1775784 - Intermittent dom/workers/test/browser_worker_use_counters.js | single tracking bug

Joel Maher ( :jmaher ) (UTC -8)

Reporter

Description

•

2 years ago

No description provided.

Joel Maher ( :jmaher ) (UTC -8)

Reporter

Comment 1

•

2 years ago

Additional information about this bug failures and frequency patterns can be found by running: ./mach test-info failure-report --bug 1775784

Jens Stutte [:jstutte]

Comment 2

•

2 years ago

Hi :jmaher, ./mach test-info failure-report --bug 1775842 gives me:

no failures were found for given bugid, please ensure bug is
accessible via: https://treeherder.mozilla.org/intermittent-failures

but https://treeherder.mozilla.org/intermittent-failures/bugdetails?startday=2022-06-16&endday=2022-06-23&tree=all&bug=1775842 shows there is some.
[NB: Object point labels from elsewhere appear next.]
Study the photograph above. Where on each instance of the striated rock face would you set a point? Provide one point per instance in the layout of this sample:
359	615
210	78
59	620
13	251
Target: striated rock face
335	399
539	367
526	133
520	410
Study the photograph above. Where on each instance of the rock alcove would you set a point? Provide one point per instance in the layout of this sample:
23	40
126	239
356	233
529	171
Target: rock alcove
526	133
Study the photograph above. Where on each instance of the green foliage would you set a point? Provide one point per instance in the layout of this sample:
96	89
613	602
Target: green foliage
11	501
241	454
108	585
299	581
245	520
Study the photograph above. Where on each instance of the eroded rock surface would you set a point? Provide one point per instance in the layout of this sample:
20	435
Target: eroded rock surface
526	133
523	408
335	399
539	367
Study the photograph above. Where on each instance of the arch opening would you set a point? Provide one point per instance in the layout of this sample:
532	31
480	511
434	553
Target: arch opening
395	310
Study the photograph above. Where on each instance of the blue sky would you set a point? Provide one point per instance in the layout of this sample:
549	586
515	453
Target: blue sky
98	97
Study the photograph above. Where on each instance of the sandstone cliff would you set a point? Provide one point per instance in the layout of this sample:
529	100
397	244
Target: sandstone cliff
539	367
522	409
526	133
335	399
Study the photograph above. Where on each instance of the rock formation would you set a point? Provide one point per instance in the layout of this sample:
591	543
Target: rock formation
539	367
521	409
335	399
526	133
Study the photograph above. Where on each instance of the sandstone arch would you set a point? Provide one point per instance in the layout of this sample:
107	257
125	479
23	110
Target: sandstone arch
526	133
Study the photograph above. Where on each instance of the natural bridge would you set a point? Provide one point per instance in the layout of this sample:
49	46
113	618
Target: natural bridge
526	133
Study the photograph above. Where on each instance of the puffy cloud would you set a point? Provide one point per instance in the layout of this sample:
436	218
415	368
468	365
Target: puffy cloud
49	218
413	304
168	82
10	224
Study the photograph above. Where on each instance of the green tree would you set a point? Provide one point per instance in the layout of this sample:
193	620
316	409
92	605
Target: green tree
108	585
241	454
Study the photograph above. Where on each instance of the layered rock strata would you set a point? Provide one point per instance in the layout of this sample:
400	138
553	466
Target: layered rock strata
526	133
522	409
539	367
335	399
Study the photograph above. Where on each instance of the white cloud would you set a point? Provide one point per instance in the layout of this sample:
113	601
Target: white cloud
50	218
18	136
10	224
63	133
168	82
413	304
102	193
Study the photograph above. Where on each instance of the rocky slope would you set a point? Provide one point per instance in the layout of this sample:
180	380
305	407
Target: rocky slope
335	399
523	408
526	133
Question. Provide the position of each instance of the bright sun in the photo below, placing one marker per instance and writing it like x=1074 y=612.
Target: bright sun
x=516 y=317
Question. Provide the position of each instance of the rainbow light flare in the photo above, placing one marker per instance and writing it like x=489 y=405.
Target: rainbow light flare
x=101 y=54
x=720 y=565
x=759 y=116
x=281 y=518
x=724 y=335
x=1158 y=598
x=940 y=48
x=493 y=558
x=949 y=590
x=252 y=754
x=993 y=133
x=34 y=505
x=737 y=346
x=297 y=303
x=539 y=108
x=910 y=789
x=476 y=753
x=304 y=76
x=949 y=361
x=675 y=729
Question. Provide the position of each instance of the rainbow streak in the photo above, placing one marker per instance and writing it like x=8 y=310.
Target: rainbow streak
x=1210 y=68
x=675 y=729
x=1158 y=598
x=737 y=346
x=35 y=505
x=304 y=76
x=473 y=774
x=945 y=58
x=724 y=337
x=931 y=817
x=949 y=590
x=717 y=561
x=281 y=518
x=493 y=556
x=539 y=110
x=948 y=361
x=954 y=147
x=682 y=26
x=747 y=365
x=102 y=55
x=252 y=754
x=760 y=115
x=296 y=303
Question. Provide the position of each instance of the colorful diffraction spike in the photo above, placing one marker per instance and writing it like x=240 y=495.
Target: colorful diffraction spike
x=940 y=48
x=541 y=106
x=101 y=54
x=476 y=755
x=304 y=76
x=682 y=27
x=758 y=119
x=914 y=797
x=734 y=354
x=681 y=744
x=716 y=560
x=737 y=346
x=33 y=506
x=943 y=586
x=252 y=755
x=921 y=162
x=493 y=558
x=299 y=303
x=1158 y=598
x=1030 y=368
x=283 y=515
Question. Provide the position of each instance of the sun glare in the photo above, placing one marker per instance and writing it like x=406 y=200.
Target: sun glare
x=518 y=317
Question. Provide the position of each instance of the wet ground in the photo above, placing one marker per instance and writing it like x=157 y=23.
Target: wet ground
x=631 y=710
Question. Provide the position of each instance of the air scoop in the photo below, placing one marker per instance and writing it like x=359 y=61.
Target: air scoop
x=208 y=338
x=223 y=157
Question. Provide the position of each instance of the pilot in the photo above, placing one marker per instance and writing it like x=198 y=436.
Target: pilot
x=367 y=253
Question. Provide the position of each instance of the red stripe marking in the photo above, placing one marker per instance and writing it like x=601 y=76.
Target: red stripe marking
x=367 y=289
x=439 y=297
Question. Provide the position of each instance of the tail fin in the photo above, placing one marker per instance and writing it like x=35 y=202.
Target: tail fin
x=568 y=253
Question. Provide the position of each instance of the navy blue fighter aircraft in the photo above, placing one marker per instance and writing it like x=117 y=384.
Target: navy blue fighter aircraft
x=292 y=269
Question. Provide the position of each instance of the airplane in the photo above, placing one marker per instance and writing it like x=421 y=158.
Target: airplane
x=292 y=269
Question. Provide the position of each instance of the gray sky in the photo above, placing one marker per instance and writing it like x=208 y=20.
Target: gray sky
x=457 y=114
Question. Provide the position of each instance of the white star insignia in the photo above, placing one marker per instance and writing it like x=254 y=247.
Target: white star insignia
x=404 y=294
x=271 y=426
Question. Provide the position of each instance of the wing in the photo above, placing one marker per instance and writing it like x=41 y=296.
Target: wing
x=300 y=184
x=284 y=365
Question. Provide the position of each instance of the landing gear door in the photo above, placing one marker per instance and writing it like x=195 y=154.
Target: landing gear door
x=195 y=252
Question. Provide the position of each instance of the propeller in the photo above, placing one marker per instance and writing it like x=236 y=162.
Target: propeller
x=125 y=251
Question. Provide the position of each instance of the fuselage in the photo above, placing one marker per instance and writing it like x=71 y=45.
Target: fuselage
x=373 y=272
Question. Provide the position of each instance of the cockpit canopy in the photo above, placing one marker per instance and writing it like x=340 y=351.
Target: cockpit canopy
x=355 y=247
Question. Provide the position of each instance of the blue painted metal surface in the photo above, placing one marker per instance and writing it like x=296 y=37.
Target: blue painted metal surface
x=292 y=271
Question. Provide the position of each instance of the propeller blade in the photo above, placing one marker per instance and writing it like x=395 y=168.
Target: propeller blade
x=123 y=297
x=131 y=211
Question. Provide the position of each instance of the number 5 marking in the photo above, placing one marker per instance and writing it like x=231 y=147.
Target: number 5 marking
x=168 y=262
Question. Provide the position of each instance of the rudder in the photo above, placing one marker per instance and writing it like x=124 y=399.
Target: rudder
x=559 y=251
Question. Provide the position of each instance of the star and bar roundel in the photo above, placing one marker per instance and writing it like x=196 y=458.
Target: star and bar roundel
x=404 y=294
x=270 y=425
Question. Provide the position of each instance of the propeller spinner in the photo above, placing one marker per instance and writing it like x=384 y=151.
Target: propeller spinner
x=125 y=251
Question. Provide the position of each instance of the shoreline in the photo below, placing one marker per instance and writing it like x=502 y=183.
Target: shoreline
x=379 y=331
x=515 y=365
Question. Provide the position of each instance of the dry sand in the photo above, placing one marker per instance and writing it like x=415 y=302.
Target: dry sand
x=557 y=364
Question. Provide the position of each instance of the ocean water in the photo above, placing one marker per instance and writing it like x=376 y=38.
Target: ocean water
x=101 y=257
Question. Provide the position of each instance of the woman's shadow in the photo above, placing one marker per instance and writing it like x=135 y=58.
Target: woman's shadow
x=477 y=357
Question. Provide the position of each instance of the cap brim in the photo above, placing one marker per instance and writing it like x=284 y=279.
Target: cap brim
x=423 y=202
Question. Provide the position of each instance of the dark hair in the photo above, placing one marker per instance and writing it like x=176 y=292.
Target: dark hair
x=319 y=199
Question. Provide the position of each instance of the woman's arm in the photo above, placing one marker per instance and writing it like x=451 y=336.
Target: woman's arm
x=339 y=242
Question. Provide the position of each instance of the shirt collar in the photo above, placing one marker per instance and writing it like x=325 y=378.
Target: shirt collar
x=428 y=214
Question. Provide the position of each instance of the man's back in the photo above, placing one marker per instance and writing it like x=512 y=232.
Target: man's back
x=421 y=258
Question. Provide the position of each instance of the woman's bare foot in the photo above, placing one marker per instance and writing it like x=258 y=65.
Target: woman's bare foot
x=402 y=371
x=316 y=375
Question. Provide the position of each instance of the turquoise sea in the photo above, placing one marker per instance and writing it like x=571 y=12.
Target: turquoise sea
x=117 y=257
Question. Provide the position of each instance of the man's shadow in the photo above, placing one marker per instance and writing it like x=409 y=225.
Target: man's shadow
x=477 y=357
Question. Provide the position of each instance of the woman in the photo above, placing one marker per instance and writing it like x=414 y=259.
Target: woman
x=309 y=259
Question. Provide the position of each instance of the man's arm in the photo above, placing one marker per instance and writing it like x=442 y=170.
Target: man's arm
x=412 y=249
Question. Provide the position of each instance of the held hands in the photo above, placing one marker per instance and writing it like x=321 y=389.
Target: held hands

Please note the tree=all, with tree=trunk I get an empty list also there. Is this the intended behavior for ./mach test-info failure-report ?

Flags: needinfo?(jmaher)

Joel Maher ( :jmaher ) (UTC -8)

Reporter

Comment 3

•

2 years ago

this report will work once failures are associated with this new bug. the ./mach test-info ... command reports by default the last 30 days on trunk:
https://searchfox.org/mozilla-central/source/testing/mach_commands.py#996

Flags: needinfo?(jmaher)

Comment hidden (Intermittent Failures Robot)

Randell Jesup [:jesup] (needinfo me)

Updated

•

2 years ago

Severity: -- → S3

Comment hidden (Intermittent Failures Robot)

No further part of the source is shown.